Westinghouse Electric Company subsidiary WEC Welding and Machining (www.westinghousenuclear.com) has won a major contract from CalEnergy (www.calenergy.com) to complete the 2507 Super Duplex Pipe Replacement Project. WEC Welding and Machining's Carolina Energy Solutions (CES) will provide all machining and welding services for the project. CalEnergy, located in Calipatria, Calif., is one of the largest geothermal power producers in the U.S., and is indirectly owned by MidAmerican Energy Holdings Co. and TransAlta Corporation.
CES will provide orbital welding of 2507 Super Duplex Stainless Steel utilizing 686CPT Inconel filler material for the replacement of the customer's existing carbon steel pipeline.
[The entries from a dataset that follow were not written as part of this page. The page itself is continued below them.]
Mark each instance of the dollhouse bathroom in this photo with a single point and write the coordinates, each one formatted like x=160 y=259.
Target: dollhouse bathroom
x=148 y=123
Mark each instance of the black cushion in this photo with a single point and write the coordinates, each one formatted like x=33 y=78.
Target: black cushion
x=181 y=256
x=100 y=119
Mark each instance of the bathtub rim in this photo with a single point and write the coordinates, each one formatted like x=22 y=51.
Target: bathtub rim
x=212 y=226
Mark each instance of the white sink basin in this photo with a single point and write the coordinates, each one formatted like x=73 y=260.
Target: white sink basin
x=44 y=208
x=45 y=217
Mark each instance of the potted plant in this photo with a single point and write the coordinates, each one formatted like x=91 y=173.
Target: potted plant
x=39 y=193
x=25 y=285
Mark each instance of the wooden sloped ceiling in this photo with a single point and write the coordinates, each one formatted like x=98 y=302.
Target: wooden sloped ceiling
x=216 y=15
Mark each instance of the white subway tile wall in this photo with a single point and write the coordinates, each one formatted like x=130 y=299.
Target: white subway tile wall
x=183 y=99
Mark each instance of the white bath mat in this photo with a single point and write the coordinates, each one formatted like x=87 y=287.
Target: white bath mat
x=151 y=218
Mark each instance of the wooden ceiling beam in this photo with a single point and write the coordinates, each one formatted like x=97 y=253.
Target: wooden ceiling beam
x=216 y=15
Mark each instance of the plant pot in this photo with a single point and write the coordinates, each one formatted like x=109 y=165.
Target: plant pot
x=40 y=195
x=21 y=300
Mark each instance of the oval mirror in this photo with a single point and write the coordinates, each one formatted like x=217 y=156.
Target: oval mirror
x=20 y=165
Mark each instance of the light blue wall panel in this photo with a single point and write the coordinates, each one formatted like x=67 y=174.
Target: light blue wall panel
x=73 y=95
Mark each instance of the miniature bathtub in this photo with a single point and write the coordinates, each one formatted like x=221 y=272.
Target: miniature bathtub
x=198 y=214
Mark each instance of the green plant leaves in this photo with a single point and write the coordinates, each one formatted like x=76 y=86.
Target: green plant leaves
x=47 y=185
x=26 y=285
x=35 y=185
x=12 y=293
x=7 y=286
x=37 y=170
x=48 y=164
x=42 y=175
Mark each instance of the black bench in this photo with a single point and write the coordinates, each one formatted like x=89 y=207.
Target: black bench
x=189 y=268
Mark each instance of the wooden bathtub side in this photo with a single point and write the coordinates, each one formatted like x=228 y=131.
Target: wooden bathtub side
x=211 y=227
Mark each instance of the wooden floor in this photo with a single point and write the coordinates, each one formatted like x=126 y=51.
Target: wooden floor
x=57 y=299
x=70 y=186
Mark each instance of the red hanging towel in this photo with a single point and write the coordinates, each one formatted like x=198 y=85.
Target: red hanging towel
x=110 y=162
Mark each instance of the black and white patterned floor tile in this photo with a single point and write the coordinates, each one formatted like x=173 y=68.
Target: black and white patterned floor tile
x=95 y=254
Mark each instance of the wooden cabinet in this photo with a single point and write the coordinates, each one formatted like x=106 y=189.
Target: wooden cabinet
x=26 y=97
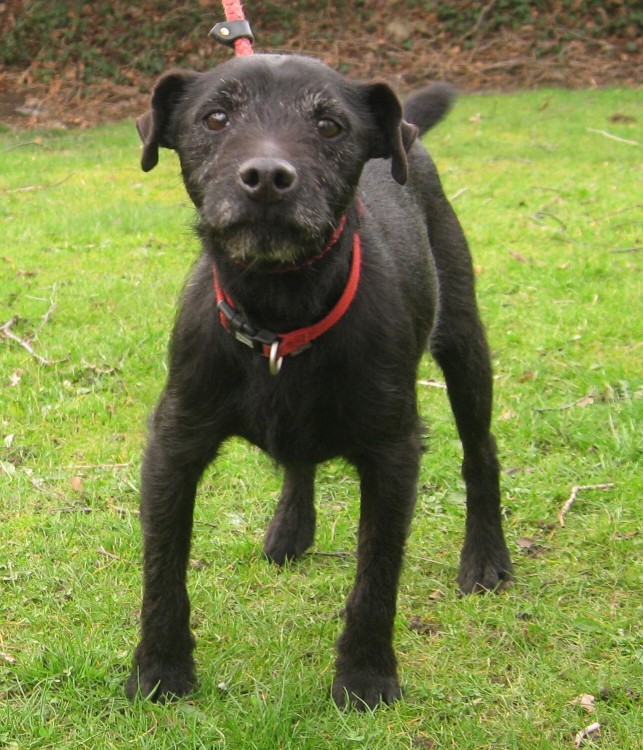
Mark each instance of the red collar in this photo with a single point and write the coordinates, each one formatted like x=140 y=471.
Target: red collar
x=276 y=346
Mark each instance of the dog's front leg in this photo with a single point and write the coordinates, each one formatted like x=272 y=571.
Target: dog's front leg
x=163 y=665
x=292 y=528
x=366 y=672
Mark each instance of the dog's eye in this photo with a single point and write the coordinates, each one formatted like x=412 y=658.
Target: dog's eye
x=217 y=120
x=328 y=128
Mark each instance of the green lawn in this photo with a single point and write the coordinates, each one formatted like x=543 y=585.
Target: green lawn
x=92 y=256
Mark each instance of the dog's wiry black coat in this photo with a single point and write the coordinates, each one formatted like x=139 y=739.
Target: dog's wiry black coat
x=270 y=179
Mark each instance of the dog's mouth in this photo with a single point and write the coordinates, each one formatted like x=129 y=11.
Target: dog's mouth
x=282 y=235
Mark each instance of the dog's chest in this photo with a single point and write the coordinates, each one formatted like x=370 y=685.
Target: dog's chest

The pipeline, which is 14,000 feet in length, will require more than 600 welds. The project will last approximately four months. This is CES' largest customer order to date.
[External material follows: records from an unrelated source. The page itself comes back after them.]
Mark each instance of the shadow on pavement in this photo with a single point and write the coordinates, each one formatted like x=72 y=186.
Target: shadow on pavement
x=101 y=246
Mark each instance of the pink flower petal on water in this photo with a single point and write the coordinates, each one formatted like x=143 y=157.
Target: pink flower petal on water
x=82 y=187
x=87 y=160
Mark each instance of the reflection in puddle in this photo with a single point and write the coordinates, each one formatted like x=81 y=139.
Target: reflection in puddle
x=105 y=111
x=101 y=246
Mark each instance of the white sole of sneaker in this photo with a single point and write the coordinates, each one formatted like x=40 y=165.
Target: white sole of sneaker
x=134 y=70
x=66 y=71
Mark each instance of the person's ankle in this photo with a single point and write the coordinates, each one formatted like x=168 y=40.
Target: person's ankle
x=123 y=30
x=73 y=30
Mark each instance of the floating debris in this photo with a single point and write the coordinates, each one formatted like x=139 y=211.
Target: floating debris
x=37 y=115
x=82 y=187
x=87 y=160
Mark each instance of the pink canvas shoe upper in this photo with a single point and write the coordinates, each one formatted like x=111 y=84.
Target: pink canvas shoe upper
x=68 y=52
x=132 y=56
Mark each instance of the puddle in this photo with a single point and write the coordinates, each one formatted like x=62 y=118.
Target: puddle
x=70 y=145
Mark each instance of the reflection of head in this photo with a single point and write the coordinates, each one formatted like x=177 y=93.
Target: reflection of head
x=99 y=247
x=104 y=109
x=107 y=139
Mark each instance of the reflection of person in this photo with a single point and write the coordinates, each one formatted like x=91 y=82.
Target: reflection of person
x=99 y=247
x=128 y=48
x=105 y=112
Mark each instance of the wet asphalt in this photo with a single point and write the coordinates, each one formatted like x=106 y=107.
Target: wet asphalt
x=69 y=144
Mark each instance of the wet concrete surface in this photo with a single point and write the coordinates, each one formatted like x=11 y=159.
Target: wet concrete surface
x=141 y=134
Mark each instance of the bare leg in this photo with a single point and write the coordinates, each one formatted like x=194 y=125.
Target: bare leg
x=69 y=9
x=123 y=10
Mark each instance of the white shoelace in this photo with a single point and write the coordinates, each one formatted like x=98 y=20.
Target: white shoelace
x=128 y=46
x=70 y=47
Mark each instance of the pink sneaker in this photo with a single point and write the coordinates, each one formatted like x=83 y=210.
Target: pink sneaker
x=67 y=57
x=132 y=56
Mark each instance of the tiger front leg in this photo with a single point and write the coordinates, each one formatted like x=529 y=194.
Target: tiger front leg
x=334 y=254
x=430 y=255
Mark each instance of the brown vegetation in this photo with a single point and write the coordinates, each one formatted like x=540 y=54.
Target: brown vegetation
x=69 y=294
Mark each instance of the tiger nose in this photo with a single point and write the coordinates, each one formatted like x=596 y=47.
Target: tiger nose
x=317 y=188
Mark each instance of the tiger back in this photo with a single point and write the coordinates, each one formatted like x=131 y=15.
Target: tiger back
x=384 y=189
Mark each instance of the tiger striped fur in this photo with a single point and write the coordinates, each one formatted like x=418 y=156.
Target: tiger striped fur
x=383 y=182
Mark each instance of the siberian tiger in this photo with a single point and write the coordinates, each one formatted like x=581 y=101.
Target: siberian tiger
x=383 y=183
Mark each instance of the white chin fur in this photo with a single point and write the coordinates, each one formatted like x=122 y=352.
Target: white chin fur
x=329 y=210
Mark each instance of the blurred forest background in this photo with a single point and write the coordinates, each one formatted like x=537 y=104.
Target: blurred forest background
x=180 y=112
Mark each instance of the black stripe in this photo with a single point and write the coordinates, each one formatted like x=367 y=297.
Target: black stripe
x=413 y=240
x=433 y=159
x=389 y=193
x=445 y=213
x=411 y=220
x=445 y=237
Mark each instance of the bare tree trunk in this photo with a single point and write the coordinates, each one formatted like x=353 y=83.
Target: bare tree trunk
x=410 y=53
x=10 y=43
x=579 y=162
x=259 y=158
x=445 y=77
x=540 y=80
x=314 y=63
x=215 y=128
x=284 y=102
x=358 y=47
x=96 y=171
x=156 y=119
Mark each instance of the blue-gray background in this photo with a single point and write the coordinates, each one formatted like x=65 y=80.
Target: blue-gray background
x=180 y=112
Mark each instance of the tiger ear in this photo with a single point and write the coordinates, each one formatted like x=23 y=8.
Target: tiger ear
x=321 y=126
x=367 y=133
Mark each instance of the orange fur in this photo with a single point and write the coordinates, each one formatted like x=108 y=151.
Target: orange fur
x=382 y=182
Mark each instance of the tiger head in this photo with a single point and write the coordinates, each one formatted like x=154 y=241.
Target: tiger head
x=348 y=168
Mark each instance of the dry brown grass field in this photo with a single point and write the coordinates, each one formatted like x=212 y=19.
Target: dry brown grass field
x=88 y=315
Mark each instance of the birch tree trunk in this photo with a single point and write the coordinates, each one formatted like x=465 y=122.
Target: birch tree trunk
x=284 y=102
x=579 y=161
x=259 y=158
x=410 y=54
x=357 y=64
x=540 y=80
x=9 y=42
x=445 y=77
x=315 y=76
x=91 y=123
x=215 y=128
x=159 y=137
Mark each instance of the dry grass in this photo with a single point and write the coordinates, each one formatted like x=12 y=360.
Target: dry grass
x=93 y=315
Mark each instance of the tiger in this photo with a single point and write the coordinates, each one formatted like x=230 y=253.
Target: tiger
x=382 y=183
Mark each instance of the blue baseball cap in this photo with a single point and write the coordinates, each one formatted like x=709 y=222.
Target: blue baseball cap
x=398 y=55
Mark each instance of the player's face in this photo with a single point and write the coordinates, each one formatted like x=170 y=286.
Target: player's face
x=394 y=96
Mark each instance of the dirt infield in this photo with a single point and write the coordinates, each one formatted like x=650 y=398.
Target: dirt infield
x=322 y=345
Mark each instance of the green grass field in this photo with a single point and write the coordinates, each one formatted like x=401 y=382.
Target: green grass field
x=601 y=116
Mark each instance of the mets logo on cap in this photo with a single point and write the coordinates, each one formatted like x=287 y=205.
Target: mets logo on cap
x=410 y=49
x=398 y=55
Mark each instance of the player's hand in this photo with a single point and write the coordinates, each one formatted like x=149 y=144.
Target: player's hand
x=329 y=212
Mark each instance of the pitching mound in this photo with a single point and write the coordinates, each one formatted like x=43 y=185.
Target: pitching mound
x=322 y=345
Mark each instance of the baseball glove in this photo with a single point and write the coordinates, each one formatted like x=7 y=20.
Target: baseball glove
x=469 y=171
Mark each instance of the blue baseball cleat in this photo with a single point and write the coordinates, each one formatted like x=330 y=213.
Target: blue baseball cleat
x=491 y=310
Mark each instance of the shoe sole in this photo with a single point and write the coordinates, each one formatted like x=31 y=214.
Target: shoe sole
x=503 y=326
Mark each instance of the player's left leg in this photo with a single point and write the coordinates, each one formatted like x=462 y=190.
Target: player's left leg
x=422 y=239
David Riley of CES Marketing and Sales said, "To extend the useful life of its pipelines, CalEnergy elected to replace its piping with 2507 Super Duplex Stainless Steel, which is a difficult material to weld under stringent criteria. CES was chosen because of the company's consistent results and ability to meet schedule."
CES has extensive large-scale project experience within the power sectors across the United States. This is the first major installation of 2507 Super Duplex Stainless Steel using orbital welding equipment. CES successfully met the very stringent weld properties established by CalEnergy for this project by repetitively producing 100-percent flawless X-ray welds.
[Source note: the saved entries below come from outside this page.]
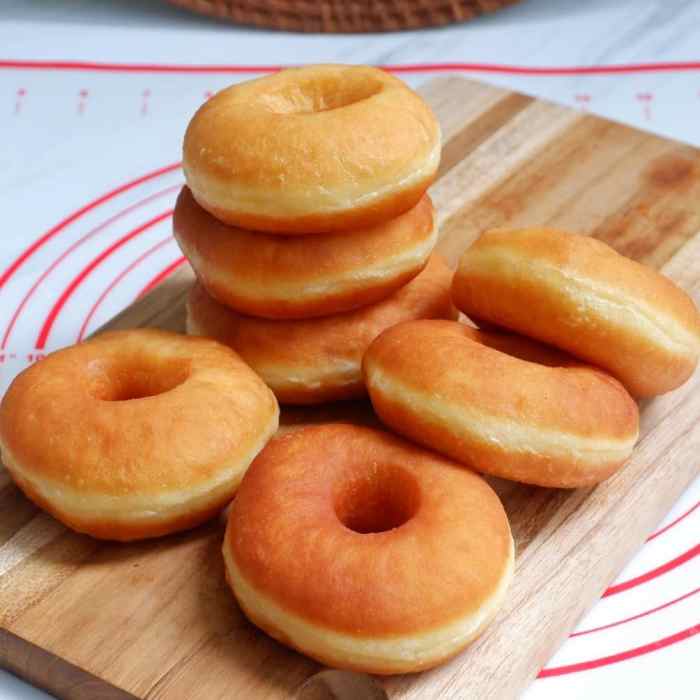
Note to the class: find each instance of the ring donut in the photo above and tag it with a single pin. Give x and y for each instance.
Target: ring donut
(313, 149)
(135, 434)
(285, 277)
(578, 294)
(366, 552)
(319, 360)
(501, 404)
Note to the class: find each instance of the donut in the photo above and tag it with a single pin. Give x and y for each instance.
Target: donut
(580, 295)
(366, 552)
(501, 404)
(135, 434)
(319, 360)
(312, 150)
(291, 277)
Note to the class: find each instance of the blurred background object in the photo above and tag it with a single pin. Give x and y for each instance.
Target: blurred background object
(344, 15)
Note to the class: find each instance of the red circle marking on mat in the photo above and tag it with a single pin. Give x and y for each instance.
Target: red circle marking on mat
(78, 279)
(69, 250)
(28, 252)
(654, 573)
(622, 656)
(161, 276)
(637, 616)
(101, 67)
(116, 281)
(673, 523)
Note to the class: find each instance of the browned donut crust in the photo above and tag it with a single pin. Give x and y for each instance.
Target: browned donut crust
(311, 150)
(135, 434)
(577, 293)
(292, 277)
(365, 551)
(501, 404)
(317, 360)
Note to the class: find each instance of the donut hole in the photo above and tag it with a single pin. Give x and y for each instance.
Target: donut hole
(321, 94)
(138, 379)
(381, 498)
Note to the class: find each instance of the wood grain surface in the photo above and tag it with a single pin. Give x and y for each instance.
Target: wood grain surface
(155, 620)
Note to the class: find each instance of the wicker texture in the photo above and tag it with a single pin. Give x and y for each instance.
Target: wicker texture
(343, 15)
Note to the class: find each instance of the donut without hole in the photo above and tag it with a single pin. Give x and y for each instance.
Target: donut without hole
(318, 360)
(578, 294)
(292, 277)
(501, 404)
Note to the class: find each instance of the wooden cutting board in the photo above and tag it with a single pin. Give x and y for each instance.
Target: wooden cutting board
(88, 620)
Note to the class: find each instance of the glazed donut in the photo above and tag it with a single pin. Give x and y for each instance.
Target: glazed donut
(135, 434)
(319, 360)
(501, 404)
(366, 552)
(311, 150)
(577, 293)
(283, 277)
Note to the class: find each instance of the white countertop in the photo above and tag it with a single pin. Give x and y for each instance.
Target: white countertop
(95, 94)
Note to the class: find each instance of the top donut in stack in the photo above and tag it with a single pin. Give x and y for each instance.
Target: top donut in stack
(307, 222)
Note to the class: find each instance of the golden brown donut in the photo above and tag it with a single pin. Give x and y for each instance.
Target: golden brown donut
(319, 360)
(366, 552)
(288, 277)
(501, 404)
(313, 149)
(135, 434)
(577, 293)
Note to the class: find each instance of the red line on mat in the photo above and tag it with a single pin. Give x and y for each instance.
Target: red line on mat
(673, 523)
(28, 252)
(622, 656)
(116, 281)
(161, 276)
(639, 615)
(97, 66)
(78, 279)
(654, 573)
(69, 250)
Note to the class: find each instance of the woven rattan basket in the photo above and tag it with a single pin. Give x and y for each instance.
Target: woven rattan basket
(344, 15)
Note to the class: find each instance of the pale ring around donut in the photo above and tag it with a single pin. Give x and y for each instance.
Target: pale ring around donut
(366, 552)
(311, 150)
(318, 360)
(293, 277)
(501, 404)
(135, 434)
Carolina Energy Solutions LLC, a subsidiary of Westinghouse's WEC Welding and Machining, is a supplier of welding and machining services to the nuclear, fossil and hydropower generation, waste-to-energy, petro-chemical, gas and general fabrication industries. The company is headquartered in Rock Hill, S.C.
Westinghouse Electric Company, a Toshiba Group company, is the world's pioneering nuclear power company and is a supplier of nuclear plant products and technologies to utilities throughout the world. Today, Westinghouse technology is the basis for approximately one-half of the world's operating nuclear plants. Westinghouse acquired CES in late 2007.